En correspondencia con dicho planteamiento, se podría citar también lo afirmado por el historiador, ideólogo y activista ecologista estadounidense Murray Bookchin, en cuanto a que «un pueblo cuya única función política es elegir delegados no es para nada un pueblo, sino una masa, una aglomeración de mónadas. La política, a diferencia de lo social y estatal, implica la recorporalización de las masas en asambleas generosamente articuladas, para formar un cuerpo político reunido en un foro, de racionalidad compartida, de libre expresión y de formas de toma de decisiones radicalmente democráticas». Sin un pueblo capaz de trascender el marco electoral acostumbrado, la democracia decae y termina por ser (igual que la soberanía popular) una mera referencia retórica que favorecerá, en un primer plano, a los políticos profesionales mientras el común de la gente sigue a la espera del cumplimiento de sus promesas electorales.
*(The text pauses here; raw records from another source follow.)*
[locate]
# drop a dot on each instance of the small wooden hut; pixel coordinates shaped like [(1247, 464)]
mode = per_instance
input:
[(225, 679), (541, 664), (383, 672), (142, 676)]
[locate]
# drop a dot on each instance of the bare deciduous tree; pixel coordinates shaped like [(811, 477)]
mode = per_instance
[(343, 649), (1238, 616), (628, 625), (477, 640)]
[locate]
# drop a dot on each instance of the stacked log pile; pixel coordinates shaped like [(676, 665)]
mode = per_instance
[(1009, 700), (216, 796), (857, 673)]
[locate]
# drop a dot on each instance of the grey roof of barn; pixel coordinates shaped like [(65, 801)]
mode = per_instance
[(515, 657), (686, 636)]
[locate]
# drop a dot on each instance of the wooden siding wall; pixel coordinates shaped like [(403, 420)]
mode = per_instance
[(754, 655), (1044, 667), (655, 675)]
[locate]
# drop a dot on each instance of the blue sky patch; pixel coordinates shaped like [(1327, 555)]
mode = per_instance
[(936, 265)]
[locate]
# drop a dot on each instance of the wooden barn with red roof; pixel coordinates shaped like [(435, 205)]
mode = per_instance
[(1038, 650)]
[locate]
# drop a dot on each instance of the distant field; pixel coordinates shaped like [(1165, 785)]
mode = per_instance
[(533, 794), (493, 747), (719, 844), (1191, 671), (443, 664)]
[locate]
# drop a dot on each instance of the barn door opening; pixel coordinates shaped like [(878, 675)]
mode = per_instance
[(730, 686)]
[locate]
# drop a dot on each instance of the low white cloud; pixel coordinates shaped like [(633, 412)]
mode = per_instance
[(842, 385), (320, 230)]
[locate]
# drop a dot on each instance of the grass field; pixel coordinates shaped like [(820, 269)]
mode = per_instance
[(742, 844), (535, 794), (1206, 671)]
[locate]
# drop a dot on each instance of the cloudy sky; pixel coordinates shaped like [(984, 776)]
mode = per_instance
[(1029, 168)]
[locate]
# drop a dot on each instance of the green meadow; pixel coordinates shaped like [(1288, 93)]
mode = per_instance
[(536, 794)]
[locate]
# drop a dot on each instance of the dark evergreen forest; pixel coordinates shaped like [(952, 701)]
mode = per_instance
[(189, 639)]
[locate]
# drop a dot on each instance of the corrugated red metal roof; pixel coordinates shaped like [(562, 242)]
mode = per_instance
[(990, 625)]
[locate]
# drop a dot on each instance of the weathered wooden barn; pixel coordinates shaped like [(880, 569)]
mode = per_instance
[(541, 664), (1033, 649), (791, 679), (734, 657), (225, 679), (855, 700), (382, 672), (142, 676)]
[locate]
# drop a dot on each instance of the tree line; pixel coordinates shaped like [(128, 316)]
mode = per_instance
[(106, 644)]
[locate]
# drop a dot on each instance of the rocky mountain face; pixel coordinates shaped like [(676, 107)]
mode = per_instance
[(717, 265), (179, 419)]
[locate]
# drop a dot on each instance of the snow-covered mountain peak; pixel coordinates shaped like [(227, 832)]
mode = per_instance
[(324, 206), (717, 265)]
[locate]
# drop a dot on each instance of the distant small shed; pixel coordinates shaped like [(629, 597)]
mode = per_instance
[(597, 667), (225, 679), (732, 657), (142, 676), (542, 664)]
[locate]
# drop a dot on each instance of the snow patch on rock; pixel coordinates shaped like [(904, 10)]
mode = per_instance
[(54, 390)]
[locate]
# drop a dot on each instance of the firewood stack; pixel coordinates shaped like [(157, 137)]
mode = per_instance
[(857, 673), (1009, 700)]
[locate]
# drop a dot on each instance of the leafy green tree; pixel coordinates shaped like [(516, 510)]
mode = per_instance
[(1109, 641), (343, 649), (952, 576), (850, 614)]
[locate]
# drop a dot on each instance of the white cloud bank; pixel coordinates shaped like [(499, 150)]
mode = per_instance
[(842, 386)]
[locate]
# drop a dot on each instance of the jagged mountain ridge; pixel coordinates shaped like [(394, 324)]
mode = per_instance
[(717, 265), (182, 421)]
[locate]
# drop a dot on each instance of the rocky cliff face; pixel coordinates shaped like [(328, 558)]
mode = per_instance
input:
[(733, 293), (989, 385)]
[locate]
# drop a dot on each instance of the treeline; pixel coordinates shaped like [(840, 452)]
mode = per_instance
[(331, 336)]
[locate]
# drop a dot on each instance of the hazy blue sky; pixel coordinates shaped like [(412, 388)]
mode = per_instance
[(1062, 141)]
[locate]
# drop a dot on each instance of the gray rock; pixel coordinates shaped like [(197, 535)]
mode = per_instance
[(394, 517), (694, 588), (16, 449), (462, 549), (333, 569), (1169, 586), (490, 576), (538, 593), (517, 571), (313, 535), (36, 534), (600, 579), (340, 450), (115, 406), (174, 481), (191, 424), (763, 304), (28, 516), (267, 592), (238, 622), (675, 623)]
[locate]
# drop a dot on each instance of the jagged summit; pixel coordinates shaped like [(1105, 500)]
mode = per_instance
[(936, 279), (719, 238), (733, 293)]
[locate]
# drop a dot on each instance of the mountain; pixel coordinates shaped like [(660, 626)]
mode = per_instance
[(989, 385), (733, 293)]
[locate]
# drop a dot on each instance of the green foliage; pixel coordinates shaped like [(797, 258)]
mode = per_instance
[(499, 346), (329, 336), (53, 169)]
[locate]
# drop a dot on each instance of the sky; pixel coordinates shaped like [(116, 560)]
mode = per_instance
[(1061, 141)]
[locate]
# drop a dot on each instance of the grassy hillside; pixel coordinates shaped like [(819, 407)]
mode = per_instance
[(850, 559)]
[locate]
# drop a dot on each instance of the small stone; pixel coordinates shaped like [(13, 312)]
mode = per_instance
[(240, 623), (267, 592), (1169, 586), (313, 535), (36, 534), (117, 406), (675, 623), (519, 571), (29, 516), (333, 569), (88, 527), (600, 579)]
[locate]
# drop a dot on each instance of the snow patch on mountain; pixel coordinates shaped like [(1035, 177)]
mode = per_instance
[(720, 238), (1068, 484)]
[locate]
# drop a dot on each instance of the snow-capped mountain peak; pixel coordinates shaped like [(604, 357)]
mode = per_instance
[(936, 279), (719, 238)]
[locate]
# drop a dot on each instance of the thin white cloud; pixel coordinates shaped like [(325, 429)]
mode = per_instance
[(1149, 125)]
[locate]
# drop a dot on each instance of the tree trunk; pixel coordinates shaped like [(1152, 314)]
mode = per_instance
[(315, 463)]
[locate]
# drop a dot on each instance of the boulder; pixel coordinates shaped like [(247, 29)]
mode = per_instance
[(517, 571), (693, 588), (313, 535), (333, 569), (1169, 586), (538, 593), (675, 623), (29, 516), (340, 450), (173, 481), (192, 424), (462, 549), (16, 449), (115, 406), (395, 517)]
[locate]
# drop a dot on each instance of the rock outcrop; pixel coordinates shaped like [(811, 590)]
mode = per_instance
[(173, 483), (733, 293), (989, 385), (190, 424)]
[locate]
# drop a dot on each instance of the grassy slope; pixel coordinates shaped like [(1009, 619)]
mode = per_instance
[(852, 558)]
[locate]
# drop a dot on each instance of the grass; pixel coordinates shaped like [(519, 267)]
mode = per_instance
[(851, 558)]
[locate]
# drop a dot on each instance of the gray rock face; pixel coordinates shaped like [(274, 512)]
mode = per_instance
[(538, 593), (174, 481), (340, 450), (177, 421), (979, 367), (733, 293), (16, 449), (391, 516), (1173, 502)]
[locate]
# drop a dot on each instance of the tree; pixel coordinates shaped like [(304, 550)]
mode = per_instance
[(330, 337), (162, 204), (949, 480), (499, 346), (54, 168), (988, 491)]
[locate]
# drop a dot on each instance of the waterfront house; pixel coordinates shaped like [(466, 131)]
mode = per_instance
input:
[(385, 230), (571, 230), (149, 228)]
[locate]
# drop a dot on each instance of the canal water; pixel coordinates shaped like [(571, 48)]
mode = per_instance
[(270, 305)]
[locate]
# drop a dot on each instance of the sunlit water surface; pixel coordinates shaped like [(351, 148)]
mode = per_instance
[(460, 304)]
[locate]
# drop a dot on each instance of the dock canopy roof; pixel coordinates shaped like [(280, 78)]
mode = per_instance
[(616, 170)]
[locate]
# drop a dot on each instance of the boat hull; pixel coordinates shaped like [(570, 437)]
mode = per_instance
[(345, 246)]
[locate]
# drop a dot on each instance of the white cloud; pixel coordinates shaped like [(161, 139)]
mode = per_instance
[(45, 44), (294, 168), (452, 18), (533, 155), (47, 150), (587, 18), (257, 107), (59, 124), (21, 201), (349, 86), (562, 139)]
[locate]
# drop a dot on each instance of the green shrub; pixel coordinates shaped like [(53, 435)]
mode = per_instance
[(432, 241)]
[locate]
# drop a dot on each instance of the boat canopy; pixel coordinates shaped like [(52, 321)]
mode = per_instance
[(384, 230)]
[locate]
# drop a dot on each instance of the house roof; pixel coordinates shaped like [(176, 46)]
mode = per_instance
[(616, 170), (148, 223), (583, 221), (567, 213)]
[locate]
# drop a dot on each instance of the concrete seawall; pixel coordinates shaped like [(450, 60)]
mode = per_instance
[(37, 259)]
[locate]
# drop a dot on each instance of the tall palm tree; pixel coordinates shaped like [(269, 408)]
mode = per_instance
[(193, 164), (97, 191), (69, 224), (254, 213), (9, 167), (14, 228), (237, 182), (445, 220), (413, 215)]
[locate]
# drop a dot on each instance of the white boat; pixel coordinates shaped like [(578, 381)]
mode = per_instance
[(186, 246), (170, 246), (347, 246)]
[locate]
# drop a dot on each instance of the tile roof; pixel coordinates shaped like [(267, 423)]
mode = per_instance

Aparte de esto, se debe considerar también que, henchido con unas herencias ideológicas que adquieren formas y contenidos a través del comportamiento y los procedimientos administrativos habituales de quienes controlan el poder, el Estado, en un amplio sentido, escasamente ha servido para hacer realidad la democracia. Para lograr que ella sea algo menos nebuloso y más concreto, los sectores populares han tenido que enfrentar -muchísimas veces en las calles, con saldos trágicos, como antes en los campos de batalla- a las clases y estamentos que ejercen (en su propio beneficio) el poder constituido; cuestión que se mantiene latente en diversidad de países, en una confrontación de clases que se busca disminuir mediáticamente, presentándola como una elemental lucha reivindicativa y no como una rebelión cuestionadora del orden imperante.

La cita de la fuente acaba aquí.